Confiance et leadership

Par Mario Côté

Lors d’un cours marquant de ma vie étudiante à la maîtrise, portant sur le développement personnel du gestionnaire, notre professeur : Jean-Yves Bourdages attira notre attention sur la présence de maîtres et les contre-maîtres dans notre entourage professionnel. Il y a ceux qui nous inspirent par leurs comportements et leur leadership : les maîtres et ceux qui nous permettent également de vivre de très riches leçons, mais par de mauvaises pratiques de leadership : les contre-maîtres.


J’ai eu le privilège d’être dirigé par un de ces maîtres, il y a de cela 25 ans. Ce fut mon tout premier directeur. Alain Lefebvre était un leader bienveillant, qui m’a rapidement fait sentir qu’il avait confiance en moi. Avec ses gestionnaires, il faisait constamment appel à notre intelligence en nous questionnant sur nos dossiers en cours et en nous encourageant à parfaire nos connaissances par des lectures. Je me souviens d’une discussion en particulier où il n’était assurément pas en accord avec une orientation que je comptais prendre. Plutôt que de me dicter sa vision, il m’a aidé à réfléchir aux risques auxquels je m’exposais, et il a conclu la conversation en me disant qu’il s’agissait de mon dossier et qu’il m’appartenait de prendre les décisions en vue d’atteindre l’objectif que nous nous étions fixé. J’ai évidemment donné mon 110 %, en prenant la voie qui me semblait la plus juste et en tenant compte de l’échange avec mon patron, sans que ce soit l’avenue qu’il aurait privilégiée et j’ai obtenu le succès escompté.


On retrouve dans l’approche employée par mon directeur les trois composantes de la théorie de l’autodétermination dont nous entretient à l’occasion notre collègue et auteur pour FacteurH, Jacques Forrest soit : l’autonomie (je demeurais maître des décisions à prendre), la compétence (il faisait appel à mes connaissances en me questionnant et nourrissait mon savoir par le partage de lectures inspirantes) et l’affiliation (en me faisant sentir membre à part entière de son équipe de gestion, dont certains membres me mentoraient de façon bienveillante).


crédit: depositphotos.com

J’ai aussi connu des patrons qui n’arrivaient pas à accorder leur confiance facilement. Ce sont les fameux contre-maîtres de Professeur Bourdages. Je ne nommerai pas de noms, bien évidemment, mais ces gestionnaires exerçaient une microgestion étouffante ou imposaient leur vision sans se soucier de l’opinion de leurs subalternes. Vous voyez le portrait? « Le boss, c’est moi et tu fais ce que je te demande! » En situation de crise, un tel type de leadership peut avoir sa place, mais les organisations ne sont pas constamment en crise et un tel type de leadership mène à différents comportements susceptibles de miner la performance d’une équipe : augmentation du taux de roulement, départ des meilleurs éléments, commérages et perte de temps, stratégies de protection (documentation à outrance pour se justifier au besoin, diminution des initiatives, jeux de coulisses politiques, etc.).  

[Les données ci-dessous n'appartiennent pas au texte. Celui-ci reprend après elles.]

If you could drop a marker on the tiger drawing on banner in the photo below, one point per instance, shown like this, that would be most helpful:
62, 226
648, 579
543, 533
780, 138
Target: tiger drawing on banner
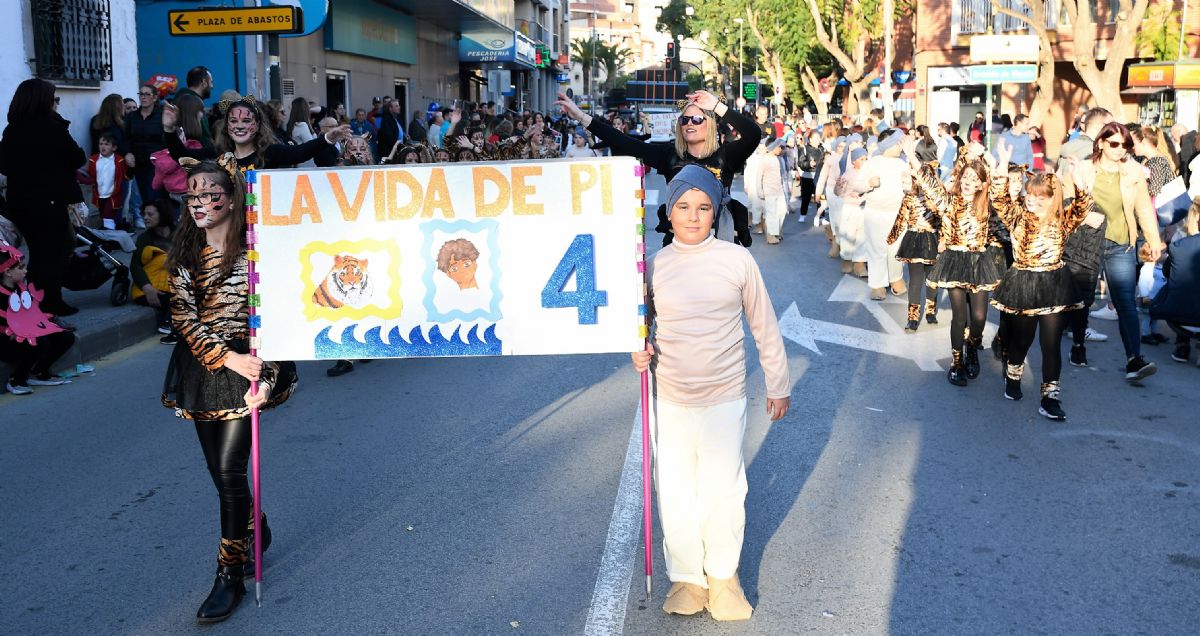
347, 283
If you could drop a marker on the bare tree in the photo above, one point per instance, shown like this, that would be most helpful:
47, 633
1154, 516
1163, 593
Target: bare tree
1037, 21
1104, 83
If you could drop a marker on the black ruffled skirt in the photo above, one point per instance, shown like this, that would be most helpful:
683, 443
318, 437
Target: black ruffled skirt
1036, 293
918, 247
975, 271
196, 393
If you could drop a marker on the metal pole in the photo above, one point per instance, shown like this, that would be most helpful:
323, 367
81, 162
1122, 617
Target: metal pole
273, 59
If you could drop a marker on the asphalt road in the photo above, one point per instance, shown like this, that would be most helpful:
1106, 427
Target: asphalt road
477, 496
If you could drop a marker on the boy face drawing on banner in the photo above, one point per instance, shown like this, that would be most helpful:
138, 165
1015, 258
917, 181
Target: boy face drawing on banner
459, 259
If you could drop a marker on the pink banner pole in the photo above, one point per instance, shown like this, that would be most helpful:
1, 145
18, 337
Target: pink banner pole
647, 528
255, 463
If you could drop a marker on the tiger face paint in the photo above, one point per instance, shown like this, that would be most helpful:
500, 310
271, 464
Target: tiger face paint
207, 202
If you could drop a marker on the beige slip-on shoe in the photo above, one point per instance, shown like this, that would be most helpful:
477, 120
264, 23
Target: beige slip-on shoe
685, 599
726, 601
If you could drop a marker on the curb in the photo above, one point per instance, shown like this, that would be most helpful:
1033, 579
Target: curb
102, 336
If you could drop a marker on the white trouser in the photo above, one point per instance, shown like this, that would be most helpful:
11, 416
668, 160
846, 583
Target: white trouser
850, 232
882, 267
701, 481
756, 208
774, 213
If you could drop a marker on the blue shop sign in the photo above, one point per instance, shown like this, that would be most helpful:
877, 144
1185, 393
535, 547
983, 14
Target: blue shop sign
373, 30
527, 53
495, 46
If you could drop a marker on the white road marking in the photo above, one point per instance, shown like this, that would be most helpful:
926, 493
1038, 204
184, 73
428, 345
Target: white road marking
923, 348
611, 593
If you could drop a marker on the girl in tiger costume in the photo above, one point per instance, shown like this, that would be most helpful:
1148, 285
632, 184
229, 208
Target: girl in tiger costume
208, 379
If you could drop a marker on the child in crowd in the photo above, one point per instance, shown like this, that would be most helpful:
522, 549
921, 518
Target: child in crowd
151, 281
29, 337
107, 173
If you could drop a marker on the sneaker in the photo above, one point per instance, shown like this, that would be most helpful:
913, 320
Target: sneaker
18, 389
1051, 409
1138, 369
1181, 353
1012, 389
47, 381
1078, 355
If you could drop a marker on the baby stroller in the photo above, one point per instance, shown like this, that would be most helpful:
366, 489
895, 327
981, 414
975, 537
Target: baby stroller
91, 265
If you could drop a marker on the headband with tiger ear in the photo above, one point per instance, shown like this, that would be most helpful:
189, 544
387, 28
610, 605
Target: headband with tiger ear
226, 105
227, 162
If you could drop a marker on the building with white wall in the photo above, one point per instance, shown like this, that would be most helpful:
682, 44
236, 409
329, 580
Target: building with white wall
88, 48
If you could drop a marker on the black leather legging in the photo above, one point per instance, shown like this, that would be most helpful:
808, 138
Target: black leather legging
969, 307
1020, 337
226, 445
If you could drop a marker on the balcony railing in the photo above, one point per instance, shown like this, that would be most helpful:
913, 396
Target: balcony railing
976, 16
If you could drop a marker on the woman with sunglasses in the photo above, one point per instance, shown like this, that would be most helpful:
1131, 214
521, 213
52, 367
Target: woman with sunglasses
697, 133
1119, 189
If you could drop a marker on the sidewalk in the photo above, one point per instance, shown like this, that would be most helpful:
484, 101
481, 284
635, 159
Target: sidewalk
101, 328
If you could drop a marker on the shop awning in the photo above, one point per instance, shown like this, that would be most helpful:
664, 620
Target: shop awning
1144, 90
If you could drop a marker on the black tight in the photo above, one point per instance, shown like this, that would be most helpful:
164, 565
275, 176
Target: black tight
1020, 337
967, 304
917, 283
226, 445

Il est rare qu’il soit agréable de travailler dans de telles conditions, mais ces situations nous fournissent tout de même d’excellentes occasions d’apprendre sur soi, sur la gestion et le leadership et sur les dynamiques dans les organisations. Ces exemples illustrent bien l’importance de bâtir une relation de confiance avec ses collaborateurs lorsqu’on est leader, pour obtenir le meilleur de chacun et permettre leur épanouissement optimal au travail.

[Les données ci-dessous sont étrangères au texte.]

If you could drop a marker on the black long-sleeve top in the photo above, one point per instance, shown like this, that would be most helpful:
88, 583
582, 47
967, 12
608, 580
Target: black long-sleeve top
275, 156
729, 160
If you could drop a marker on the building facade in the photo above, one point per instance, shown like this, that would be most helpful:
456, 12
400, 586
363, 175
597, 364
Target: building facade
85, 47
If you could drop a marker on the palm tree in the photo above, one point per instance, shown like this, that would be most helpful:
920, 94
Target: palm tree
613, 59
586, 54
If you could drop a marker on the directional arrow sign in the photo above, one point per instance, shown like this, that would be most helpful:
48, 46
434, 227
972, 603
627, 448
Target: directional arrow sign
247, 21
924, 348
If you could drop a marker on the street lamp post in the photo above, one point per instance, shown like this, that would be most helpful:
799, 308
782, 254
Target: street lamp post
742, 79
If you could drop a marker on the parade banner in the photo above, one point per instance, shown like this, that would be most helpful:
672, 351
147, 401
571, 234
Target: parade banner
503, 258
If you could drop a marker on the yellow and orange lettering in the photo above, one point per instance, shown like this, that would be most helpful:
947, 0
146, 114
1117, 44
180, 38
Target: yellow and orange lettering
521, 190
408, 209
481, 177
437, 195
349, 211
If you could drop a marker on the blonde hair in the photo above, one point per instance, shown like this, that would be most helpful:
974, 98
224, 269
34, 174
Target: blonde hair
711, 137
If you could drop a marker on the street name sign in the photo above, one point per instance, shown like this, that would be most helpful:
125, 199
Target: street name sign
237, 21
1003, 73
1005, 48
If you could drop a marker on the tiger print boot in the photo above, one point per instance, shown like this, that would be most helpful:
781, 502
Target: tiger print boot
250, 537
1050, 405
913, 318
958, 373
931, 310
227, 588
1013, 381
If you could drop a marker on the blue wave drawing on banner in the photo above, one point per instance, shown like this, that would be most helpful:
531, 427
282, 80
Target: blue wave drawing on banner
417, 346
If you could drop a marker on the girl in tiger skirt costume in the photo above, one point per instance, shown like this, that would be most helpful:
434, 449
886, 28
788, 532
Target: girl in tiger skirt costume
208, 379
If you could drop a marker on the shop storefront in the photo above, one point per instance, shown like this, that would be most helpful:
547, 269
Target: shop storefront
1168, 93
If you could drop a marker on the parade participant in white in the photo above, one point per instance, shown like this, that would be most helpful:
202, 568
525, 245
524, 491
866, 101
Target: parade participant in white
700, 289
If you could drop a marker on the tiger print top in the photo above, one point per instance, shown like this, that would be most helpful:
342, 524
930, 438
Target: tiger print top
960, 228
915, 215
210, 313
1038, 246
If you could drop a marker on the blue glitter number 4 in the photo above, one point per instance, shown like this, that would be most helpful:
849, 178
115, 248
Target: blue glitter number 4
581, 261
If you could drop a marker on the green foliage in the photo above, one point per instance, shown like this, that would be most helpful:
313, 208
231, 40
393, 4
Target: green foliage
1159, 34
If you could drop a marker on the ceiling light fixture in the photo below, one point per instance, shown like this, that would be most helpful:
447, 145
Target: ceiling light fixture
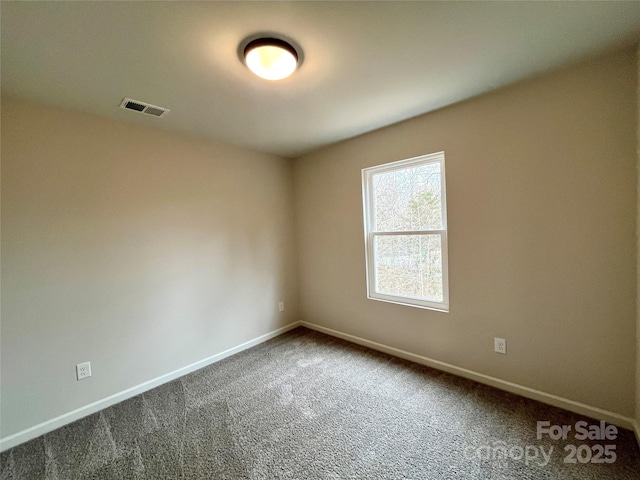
271, 58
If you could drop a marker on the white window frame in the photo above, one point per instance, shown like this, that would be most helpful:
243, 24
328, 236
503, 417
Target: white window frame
370, 233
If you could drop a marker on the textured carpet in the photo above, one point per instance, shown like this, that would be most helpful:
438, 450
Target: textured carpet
308, 406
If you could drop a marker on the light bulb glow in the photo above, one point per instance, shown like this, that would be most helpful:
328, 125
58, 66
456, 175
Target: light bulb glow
271, 61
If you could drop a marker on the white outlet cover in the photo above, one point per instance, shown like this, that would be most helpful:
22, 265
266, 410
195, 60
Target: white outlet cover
83, 370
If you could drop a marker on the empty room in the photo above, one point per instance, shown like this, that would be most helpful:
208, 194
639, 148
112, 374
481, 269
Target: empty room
319, 240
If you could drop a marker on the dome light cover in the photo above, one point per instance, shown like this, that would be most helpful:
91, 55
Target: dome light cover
271, 58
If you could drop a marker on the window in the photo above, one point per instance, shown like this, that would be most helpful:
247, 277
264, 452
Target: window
405, 225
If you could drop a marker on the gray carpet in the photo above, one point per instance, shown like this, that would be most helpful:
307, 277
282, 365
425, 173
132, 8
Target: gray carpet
308, 406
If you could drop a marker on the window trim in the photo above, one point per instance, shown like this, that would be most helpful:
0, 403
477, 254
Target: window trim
370, 234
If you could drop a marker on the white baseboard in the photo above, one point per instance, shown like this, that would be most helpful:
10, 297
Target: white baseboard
66, 418
548, 398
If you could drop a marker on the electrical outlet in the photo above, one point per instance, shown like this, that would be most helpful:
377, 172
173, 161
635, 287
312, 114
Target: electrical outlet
83, 370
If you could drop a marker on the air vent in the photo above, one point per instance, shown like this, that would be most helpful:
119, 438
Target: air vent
142, 107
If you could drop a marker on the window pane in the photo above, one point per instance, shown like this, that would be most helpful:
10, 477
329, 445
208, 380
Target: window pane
408, 199
409, 265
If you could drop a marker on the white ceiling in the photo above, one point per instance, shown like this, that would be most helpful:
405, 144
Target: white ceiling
366, 64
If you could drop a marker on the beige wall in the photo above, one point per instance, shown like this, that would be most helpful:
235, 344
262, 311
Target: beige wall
138, 250
541, 183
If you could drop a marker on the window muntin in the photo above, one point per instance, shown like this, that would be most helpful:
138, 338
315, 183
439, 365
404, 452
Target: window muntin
406, 233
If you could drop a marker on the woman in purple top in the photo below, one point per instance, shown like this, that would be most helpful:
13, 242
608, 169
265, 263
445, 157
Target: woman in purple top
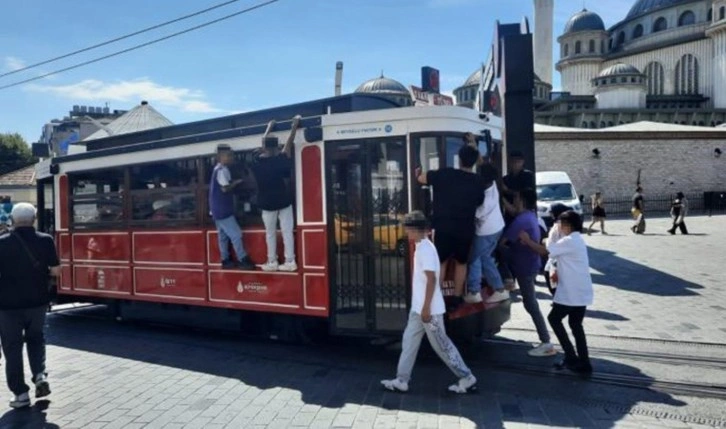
525, 263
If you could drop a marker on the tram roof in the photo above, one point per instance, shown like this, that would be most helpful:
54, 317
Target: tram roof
210, 129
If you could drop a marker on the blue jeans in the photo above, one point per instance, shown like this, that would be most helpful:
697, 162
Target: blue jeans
228, 229
481, 263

Dans la conférence TED suivante, https://www.youtube.com/watch?v=lmyZMtPVodo, Simon Sinek raconte (à 8:25) la décision du CEO d'une grande entreprise manufacturière qui en 2008 avait besoin de réduire de 10 M$ sa masse salariale compte tenu de la récession. Son conseil d'administration envisageait des mises à pied, mais il proposa plutôt que tout le monde dans l'entreprise prenne 4 semaines de congé sans solde à n'importe quel moment dans l'année, de manière non consécutive. Sa logique lorsqu'il présenta les choses aux employés fut la suivante : Il est préférable que nous souffrions tous un peu pour que personne parmi nous ne souffre beaucoup! Ce qu'il n'avait pas anticipé était la suite! Les gens se solidarisèrent entre eux et se mirent à échanger du temps. Ceux qui pouvaient se permettre de prendre plus de temps sans solde le faisaient pour que ceux qui ne le pouvaient pas financièrement puissent en prendre moins. Ainsi, ils réussirent à économiser 20 M$. Ne trouvez-vous pas cette histoire inspirante? Lorsqu’on fait confiance aux gens et que l’on crée un sentiment de sécurité, ils nous le rendent au centuple!


Quelle sera votre stratégie pour bâtir la confiance dans votre équipe suite à la lecture de cet article? Bonne réflexion!